Reviewed by Georgina Jiménez

LATAMROB rating: ****

THIS DEBUT film by director Francisco Vargas Quevedo is based on events that occurred in the 1970s in the Mexican state of Guerrero, when peasants were fighting a guerrilla war against the country’s despotic single-party regime.

The plot is centred on Don Plutarco, an elderly busker who gets caught in the crossfire between the impoverished peasants who have taken up arms, including his son Genaro, and an abusive and brutal occupying army.

Soldiers take Don Plutarco’s village and the locals are forced to move to a safe area. When he realises that his son is involved in the struggle but the guerrilleros had left their ammunition in their village, Don Plutarco decides to play a different tune and pretends to be an innocent bystander in order to retrieve the stash.

After arriving at a military checkpoint, the old man manages to win the sympathy of a high-ranking officer because of his music. The commander orders him to leave the violin at the army camp and to come back the following day to play for the troops.

Complicity and mistrust

A weird relationship of complicity and mistrust develops between soldier and peasant until the day the old man finally manages to retrieve the bullets to deliver to the guerrillas.

Director Vargas cleverly raises the question of choices in life as the soldier mentions that he would have liked to have had the chance to become a musician if he had ever had the option. “I did not even have anything to eat, so I got into this.”

Beautifully filmed in black and white in the tradition of El Cine Mexicano, El Violin is not the picture postcard image of an extremely beautiful country but a harsh, truthful account of everyday life for the majority in the Mexican countryside, where even after 40 years of a quashed guerrilla movement abuse by the authorities remains common.

The viewer is shocked from the very first scene of torture and rape – crudely and convincingly portrayed – and although the region and era remain blurred, the poverty and resentment captured in this scene remain timeless.

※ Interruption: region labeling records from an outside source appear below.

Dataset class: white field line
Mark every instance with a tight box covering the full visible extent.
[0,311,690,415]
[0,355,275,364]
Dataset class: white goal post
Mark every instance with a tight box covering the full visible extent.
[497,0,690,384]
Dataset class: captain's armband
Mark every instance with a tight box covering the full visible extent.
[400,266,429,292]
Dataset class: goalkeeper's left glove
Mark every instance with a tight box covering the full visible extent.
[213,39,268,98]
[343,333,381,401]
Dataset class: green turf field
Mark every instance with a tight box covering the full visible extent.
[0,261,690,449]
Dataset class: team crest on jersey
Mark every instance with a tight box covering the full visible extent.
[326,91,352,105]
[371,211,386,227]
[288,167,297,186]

Some critics have dared to note that, voluntarily or involuntarily, it depicts violin in its crude meaning in Mexican slang of “rape”.

Despite this, Vargas Quevedo has not produced a polemical pamphlet but, by using non-professional actors, a curious story that resembles a documentary.

Convincing interpretation

El Violin is particularly notable for the convincing interpretation of Don Plutarco by Angel Tavira, a genuine musician who still plays despite having lost his hand when he was a teenager. With no experience of acting at all, Tavira participated in the movie in a role for which he won the Best Actor Award in the Un Certain Regard at the 59th Cannes Film Festival.

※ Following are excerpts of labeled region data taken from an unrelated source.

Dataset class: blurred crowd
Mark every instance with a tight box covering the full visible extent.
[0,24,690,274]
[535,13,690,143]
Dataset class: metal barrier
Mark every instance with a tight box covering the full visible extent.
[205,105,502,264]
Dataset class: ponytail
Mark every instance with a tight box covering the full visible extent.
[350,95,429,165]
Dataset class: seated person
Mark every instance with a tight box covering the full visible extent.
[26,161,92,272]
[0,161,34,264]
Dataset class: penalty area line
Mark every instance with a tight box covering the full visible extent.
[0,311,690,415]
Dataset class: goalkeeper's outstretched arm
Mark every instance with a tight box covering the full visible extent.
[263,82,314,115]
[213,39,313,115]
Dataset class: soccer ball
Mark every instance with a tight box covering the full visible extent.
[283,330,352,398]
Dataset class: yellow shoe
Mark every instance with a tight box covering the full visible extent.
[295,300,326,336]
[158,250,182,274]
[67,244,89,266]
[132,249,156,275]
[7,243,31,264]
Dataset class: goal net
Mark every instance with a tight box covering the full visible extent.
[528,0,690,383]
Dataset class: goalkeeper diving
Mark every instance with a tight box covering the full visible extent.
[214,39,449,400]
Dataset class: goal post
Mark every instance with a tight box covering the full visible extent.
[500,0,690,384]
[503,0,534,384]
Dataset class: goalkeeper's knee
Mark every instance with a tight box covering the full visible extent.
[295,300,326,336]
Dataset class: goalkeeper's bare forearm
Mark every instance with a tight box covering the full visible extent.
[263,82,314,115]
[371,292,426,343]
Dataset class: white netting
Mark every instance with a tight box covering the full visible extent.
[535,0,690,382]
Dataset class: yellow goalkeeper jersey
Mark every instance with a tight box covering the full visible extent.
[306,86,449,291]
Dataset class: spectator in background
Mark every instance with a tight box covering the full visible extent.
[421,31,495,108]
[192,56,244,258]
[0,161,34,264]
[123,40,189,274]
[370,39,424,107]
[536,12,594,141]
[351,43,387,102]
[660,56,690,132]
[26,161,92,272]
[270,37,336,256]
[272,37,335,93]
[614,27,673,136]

Vargas has mentioned that Don Plutarco is a metaphor for music, tradition and resistance, but the real metaphor in this film is that of the blank paper the old man signs promising 10 hectares to a greedy landowner in exchange for a mule.

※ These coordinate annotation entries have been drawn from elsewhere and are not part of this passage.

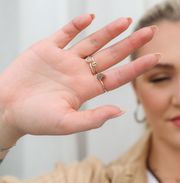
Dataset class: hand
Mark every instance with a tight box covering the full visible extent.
[0,14,159,143]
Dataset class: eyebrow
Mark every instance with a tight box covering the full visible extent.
[154,63,174,69]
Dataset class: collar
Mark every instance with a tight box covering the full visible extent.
[107,129,152,183]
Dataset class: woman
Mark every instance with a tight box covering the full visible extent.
[0,0,176,183]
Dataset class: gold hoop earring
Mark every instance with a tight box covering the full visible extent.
[134,103,146,123]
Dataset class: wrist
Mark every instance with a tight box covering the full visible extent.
[0,111,23,149]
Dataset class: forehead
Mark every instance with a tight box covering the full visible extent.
[138,20,180,68]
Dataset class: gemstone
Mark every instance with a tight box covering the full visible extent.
[97,73,106,81]
[92,62,97,67]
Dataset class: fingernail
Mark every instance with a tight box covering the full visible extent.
[109,110,126,119]
[90,14,95,20]
[127,17,133,25]
[149,25,158,35]
[154,53,162,63]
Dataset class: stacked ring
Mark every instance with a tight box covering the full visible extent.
[86,55,108,92]
[86,56,98,75]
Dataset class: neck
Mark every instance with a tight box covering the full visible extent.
[148,134,180,183]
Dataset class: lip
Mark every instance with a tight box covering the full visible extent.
[171,116,180,127]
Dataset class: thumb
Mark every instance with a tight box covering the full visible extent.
[63,105,126,134]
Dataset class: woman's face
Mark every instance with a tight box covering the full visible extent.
[133,20,180,148]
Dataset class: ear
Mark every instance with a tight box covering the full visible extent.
[131,79,141,104]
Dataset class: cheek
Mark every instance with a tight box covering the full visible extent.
[139,86,169,123]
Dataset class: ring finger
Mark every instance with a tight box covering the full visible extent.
[90,26,157,72]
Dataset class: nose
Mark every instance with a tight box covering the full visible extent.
[172,77,180,107]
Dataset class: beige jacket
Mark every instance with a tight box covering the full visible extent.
[0,130,151,183]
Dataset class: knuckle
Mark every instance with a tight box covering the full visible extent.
[89,35,99,49]
[115,69,123,86]
[72,21,81,32]
[62,29,72,39]
[110,46,119,64]
[128,36,137,52]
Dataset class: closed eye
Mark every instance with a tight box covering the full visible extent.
[150,77,170,83]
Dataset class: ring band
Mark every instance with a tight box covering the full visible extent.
[86,55,98,75]
[97,73,108,92]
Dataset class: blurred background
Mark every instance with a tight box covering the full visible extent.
[0,0,162,180]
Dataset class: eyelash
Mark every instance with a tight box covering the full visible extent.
[150,77,170,83]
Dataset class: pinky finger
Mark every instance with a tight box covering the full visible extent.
[99,54,162,93]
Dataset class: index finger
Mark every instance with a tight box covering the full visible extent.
[47,14,95,49]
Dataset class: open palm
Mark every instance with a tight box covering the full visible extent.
[0,15,159,140]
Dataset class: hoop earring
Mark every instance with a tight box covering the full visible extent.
[134,103,146,123]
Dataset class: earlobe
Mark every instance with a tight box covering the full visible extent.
[131,79,141,104]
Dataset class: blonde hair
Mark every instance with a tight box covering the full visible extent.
[131,0,180,61]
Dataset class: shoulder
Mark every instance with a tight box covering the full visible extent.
[0,157,106,183]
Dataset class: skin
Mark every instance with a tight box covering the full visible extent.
[0,14,161,153]
[133,20,180,183]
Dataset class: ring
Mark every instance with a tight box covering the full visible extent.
[97,73,108,92]
[86,56,98,75]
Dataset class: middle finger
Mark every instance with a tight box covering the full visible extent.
[69,18,132,58]
[90,26,158,72]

The landscape painted for viewers is one of despair as the fight between army and peasants is nowhere near even, and it seems that, by casually accepting there “only were a few rebels” the old man gives away the guerrillas before he can even retrieve the stash of ammo he has put in his violin case.

The plot does have some flaws, perhaps principally the fact that this canny veteran seems naively convinced that he will trick the army, but, that aside, El Violin has a recoil that will dislocate the shoulders of violinists and soldiers the world over.